Als Mediziner liegt mir natürlich die Gesundheitsversorgung der Bevölkerung am Herzen. Mit den Stadtspitälern Triemli und Waid haben wir zwei gute Institutionen, die sich um diese Aufgabe kümmern. Das können sie aber nur tun, wenn sie selbst gesund bleiben. Es ist wichtig, dass die Spitäler den Draht zur Bevölkerung nicht verlieren und auf die Anliegen der Öffentlichkeit schnell und flexibel reagieren können. Ich werde mich dafür einsetzen, dass die Krankenhäuser weiterhin öffentlich betrieben werden. Privatisierungspläne, wie sie die kantonale Gesundheitsdirektion momentan hegt, bedeuten einen Rückschritt.

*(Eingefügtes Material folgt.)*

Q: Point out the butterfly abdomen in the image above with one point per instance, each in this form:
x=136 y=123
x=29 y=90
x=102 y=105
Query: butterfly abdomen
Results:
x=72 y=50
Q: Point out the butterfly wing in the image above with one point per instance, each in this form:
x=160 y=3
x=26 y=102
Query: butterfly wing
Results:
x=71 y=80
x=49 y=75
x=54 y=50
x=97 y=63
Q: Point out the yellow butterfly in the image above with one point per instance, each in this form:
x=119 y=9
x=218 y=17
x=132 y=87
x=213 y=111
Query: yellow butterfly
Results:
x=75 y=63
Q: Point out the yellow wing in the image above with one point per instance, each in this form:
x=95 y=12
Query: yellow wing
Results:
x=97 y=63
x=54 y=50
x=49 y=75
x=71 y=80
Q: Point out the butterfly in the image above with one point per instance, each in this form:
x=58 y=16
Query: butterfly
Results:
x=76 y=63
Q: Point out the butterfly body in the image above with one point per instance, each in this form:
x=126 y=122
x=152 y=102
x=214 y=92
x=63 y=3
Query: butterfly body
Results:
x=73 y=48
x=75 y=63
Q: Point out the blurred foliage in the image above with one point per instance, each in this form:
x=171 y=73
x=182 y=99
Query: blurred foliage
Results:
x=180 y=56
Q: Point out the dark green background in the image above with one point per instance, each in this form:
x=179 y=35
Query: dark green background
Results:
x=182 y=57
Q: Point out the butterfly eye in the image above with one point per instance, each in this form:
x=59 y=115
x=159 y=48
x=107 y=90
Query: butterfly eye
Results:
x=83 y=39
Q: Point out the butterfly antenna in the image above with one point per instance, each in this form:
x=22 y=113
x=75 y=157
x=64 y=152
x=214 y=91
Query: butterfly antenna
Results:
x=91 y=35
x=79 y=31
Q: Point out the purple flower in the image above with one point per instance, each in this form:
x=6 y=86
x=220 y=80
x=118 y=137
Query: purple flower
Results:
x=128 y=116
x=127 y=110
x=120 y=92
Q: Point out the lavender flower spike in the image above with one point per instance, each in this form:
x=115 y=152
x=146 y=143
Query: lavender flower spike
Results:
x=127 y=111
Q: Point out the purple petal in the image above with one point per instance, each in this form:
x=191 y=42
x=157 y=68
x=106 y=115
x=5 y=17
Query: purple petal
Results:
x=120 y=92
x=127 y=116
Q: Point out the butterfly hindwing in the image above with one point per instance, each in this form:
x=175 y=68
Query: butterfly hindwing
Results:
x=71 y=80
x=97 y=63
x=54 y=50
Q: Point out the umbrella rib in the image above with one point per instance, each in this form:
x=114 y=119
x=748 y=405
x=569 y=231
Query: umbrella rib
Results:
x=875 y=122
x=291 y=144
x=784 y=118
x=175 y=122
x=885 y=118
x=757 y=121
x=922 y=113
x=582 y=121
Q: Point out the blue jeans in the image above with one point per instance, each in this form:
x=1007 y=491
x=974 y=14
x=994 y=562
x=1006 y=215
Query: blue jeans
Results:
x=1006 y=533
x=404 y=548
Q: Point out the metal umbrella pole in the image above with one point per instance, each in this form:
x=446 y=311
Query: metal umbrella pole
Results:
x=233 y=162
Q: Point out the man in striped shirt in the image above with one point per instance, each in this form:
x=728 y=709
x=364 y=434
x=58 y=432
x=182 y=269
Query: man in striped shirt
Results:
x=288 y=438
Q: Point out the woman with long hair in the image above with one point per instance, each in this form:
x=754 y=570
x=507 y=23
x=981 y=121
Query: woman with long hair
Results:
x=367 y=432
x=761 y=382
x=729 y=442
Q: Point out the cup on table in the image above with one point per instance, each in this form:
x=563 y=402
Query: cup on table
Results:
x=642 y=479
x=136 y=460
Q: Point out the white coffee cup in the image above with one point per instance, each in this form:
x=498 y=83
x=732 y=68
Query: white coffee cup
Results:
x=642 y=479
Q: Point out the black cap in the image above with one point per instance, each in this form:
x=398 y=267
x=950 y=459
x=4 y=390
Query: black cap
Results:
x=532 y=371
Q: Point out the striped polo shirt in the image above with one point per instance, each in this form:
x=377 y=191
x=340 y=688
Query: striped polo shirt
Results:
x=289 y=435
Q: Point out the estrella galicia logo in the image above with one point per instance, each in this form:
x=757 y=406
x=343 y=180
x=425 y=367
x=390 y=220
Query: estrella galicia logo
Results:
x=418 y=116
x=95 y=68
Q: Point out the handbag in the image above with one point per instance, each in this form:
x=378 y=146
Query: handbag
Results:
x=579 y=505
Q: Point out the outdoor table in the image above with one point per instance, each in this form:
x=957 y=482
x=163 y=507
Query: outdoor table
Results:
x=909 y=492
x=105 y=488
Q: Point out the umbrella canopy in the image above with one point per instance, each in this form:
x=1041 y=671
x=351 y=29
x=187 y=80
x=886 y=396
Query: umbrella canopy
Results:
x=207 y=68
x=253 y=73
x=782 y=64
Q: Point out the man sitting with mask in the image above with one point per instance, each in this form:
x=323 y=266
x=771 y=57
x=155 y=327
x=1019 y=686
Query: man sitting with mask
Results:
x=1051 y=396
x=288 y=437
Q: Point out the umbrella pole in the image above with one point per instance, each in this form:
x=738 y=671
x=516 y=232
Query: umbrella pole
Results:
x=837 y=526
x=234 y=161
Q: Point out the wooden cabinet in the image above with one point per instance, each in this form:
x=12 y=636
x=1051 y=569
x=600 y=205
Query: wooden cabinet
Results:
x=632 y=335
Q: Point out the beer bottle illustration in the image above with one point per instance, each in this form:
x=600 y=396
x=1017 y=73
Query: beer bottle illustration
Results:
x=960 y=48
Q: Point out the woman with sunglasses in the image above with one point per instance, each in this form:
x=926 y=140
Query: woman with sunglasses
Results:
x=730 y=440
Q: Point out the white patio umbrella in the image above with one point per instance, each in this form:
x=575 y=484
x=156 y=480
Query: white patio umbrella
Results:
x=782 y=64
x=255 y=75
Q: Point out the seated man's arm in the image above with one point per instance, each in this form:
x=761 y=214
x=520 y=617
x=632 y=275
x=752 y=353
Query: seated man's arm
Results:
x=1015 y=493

Zum selben Themenkreis gehört für mich die Sicherstellung einer guten Versorgung in den Alters- und Krankenheimen der Stadt. Dank des medizinischen Fortschritts werden wir alle glücklicherweise älter. Daher ist es auch wichtig, dass sich die Stadt auf diesem Feld innovativ zeigt und gute Lösungsansätze für die sehr verschiedenen Anliegen dieser wachsenden Bevölkerungsschicht zur Verfügung stellt.